The announcement lands in a broader cultural moment where AI is transforming not only games, but also film, music, publishing, and digital art. In many of these spaces, unions and advocacy groups have sounded alarms about AI being used to replace rather than support human creators. For game developers, especially independent or mid-sized studios, the temptation to cut costs with AI-generated content is real—but so are the reputational risks if audiences feel they’re being given something synthetic or derivative.
Larian’s approach suggests an alternative path: use technology where it meaningfully improves workflow, but preserve the essence of the art form by ensuring that the final aesthetic decisions are made by people. In practical terms, that could mean a process where AI helps generate quick visual prompts or mood sketches that are later completely reinterpreted or replaced by human artists, or where AI is kept strictly to non-artistic tooling and pipeline management.

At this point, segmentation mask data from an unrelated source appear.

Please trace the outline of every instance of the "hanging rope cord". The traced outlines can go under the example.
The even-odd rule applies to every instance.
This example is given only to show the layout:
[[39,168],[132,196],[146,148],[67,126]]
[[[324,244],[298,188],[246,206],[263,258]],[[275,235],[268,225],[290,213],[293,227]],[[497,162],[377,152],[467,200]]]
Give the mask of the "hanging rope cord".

There’s also a competitive dimension. As more studios experiment with AI-generated dialogue, NPC behavior, or environmental art, players may start to distinguish between “AI-heavy” and “artist-driven” titles. For a studio that markets itself on craftsmanship and narrative depth, drawing a line and publicly committing to human-made art could become a selling point, not a liability.

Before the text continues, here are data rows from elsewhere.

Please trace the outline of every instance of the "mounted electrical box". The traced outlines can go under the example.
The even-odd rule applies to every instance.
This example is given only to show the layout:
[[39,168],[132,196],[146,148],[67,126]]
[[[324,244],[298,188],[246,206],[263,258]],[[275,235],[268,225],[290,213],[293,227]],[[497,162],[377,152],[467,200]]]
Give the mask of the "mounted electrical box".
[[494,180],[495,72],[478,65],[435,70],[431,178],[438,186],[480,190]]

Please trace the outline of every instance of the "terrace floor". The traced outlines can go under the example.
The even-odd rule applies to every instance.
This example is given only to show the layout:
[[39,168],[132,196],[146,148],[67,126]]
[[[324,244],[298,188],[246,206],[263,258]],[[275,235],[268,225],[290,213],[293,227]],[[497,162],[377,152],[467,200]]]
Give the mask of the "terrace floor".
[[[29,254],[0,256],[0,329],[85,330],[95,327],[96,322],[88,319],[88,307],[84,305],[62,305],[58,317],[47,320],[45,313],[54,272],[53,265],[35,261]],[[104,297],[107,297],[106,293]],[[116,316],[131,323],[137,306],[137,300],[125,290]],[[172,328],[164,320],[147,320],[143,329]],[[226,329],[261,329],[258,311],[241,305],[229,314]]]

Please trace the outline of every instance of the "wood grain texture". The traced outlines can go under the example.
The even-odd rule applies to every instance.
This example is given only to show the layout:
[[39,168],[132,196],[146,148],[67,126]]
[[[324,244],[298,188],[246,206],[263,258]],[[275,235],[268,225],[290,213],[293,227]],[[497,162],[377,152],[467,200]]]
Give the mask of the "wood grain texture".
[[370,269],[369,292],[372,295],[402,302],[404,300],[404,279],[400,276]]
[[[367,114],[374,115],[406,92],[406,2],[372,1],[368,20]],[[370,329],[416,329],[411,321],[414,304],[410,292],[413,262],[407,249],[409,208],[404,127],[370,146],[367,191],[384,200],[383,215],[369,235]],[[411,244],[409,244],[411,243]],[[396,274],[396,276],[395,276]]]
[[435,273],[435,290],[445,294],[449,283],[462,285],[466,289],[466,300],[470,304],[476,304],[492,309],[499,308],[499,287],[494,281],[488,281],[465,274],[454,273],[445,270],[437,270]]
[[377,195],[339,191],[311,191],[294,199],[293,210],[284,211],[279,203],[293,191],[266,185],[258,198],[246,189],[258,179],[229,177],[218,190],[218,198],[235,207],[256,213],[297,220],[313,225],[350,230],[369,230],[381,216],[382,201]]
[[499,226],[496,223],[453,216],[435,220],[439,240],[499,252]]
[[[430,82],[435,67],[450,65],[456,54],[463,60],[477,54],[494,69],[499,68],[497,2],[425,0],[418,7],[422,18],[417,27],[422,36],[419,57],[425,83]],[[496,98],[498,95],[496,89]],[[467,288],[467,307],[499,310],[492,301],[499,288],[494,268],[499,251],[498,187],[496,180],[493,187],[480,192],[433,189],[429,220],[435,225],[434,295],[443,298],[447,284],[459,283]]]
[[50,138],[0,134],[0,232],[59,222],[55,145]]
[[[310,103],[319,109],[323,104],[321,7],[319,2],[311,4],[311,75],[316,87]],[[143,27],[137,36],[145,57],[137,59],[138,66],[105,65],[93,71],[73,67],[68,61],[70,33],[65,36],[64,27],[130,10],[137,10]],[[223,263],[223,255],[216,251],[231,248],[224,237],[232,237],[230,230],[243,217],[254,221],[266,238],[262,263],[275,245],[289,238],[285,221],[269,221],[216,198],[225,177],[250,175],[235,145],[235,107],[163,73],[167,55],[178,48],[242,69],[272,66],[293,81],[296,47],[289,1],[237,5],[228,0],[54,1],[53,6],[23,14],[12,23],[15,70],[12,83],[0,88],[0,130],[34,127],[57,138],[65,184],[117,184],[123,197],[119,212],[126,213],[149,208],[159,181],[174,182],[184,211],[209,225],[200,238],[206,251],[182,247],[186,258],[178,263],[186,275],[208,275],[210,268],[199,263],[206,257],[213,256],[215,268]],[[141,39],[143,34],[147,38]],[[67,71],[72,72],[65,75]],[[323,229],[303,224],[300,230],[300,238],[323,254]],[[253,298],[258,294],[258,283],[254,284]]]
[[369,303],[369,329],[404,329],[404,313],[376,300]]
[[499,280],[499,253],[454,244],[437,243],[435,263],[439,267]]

Moreover, by speaking candidly about their position, Larian is helping set expectations for the next generation of RPGs. Players now know to look closely not just at graphics and performance, but at how those visuals were created. The conversation around AI is increasingly becoming part of how games are evaluated—not only in terms of quality, but also in terms of values and production ethics.
For artists working in and around the studio, such clarity is likely to be encouraging. The assurance that generative AI will not replace their artwork in *Divinity* can help reduce anxiety about being sidelined by algorithms. It also reinforces the notion that high-end RPGs still rely heavily on human imagination, taste, and intuition—qualities that are difficult to replicate with a model trained on past data.
Of course, the broader industry’s relationship with AI is still evolving. Tools will grow more sophisticated, pipelines will shift, and the pressure to adopt automated solutions will likely increase. In that environment, explicit commitments from high-profile studios carry weight. Larian’s promise that *Divinity* won’t incorporate generative AI art sets a clear benchmark for how one of the most respected RPG developers intends to navigate this transition.
In the end, the message from Larian is twofold: the studio is not technologically regressive—it recognizes that AI has potential utility—but it is also not willing to let machines define the look and feel of its most cherished universes. As anticipation builds for the next *Divinity* installment, fans can at least be confident of one thing: the world they step into will be shaped by human hands, guided by human vision, and crafted to feel as alive and authored as the games that made Larian a household name among RPG enthusiasts.